Thing is, as a democratic socialist I can and do say nasty things about the system by which Stanley Motta has thrived, but as a micro-business informal economy guy I do have to concur with him that the games played by the politicians on the current shift are not only ugly and way out of line, but they are bad for the Panamanian economy.
So the PRD / MOLIRENA / CD caucuses in the National Assembly and their acolytes are Motta baiting the protesters. They want to paint us all as the pawns of this evil conspiracy run by the Mottas.

Unfortunately as far as I am concerned, the FRENADESO / FAD / MLN-29 strain of the left has jumped onto the Motta bashing. What SUNTRACS says about the Mottas lately is muted, as that union may have MLN-29 members as leaders but has a rank-and-file that likes hardcore commies dealing with the boss for them but are mostly not devotees of the party line. (And get into the old rule of thumb that anyone with a surname that ends in “ez” descends from the quarter of the population of Arab Spain that was Jewish and what might THAT say about labor leaders Genaro López and Saúl Méndez?)
Both as a gringo and as a panameño, my attitude is that we on the left should self-identify as that, move openly and democratically and make common causes issue by issue and more general alliances more cautiously than that, but never submerging ourselves. Democrats but a specific kind of Democrats; independents but a specific kind of independents, in neither case trying conceal who and what we are.

By those lights, we might be at the same protest as those who fancy themselves as Civilistas 2.0 but we recognize the death, destruction and misery caused by the 1989 invasion and the increased inequalities of the neoliberal post-invasion political economy. We all agree that massive looting of the public trust and rigged elections to keep the looters in power are abominations. When the folks at the same protest call for a merely cosmetic restyling of the constitution, though, we don’t jump on that bandwagon.
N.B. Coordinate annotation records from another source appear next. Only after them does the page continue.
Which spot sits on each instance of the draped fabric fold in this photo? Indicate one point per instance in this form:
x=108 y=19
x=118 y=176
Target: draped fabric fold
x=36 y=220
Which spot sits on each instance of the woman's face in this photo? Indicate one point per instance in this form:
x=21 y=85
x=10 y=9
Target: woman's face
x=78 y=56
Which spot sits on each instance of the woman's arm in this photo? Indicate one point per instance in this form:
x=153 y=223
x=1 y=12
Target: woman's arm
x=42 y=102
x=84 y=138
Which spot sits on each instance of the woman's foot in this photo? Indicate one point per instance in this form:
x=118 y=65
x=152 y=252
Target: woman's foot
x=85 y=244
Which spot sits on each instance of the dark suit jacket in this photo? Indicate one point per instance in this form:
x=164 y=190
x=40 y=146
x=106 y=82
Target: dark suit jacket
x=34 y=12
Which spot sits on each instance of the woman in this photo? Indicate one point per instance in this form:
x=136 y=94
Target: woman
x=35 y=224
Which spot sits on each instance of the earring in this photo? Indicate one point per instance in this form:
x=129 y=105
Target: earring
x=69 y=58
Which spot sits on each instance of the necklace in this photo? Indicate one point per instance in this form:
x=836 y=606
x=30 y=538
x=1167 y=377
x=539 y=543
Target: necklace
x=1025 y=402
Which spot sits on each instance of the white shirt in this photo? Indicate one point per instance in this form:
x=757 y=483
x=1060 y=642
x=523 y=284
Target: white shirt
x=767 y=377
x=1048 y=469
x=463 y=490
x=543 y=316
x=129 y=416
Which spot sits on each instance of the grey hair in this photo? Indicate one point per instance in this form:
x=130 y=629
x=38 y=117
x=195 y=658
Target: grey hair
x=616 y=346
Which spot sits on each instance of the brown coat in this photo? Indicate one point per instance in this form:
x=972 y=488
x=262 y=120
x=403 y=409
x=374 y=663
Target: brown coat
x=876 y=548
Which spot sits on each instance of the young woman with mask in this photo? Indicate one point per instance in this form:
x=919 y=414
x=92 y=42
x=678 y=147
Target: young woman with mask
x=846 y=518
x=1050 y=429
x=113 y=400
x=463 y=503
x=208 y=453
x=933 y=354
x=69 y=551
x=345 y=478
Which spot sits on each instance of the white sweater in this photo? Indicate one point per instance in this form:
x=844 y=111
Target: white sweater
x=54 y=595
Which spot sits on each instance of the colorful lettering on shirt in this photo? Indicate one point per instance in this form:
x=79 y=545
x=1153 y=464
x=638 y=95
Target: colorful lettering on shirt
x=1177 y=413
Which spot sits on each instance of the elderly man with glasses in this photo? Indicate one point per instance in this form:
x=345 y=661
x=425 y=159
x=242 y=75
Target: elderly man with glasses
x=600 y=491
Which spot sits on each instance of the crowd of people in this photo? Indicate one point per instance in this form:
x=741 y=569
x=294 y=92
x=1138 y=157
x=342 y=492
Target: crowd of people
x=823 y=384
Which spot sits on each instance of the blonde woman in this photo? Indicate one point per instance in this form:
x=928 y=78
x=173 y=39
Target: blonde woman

One of the things that was in the legislators’ changes was a redefinition of the campaign finance laws to say that anything that someone says about a party or candidate via news corporations or in the social media, paid or unpaid, solicited or unsolicited, part of a concerted hue and cry or an individual’s expression, is regulated and potentially criminalized campaign speech. So playwrights, rappers, artists, actors, journalists and so on are alarmed by and against that. As are gay rights, feminist and other sorts of campaigners who get baited from the National Assembly chamber by the guttersnipes promoting such censorship on a regular basis.

We didn’t block traffic, throw stones or bombs or post raunchy videos supposedly of Panamanian elected officials. However, enough people coming from enough different directions protested. So starting with Nito, wiser heads in the PRD camp told their legislative caucus to back down. Very much like in 2019, when the same suspects tried to amend the constitution to, for example, enshrine religious right principles and strip those born in Panama to foreign parents of our Panamanian citizenship.

The legislature put this matter on hold. It may return.

Some of the feminist component of the protest in front of the legislature yesterday.
The Electoral Tribunal had proposed to require half of a party’s slate of candidates be women. The existing requirement was lower. The legislature proposed to eliminate gender parity.
Moreover, the legislators proposed to regulate all expressions for or against any political figure as campaign propaganda, whether paid or unpaid, solicited or unsolicited, via news corporation either as news coverage or opinion, via social media by what people post.
SO, if some guy stands up in the National Assembly chamber and says something particularly creepy and some woman posts on Facebook about it and calls him a sexist, she could be charged with illegal, unauthorized campaign propaganda. Which, of course, is one of the aims of the religious right component of the legislators trying to jam their things into the Electoral Code.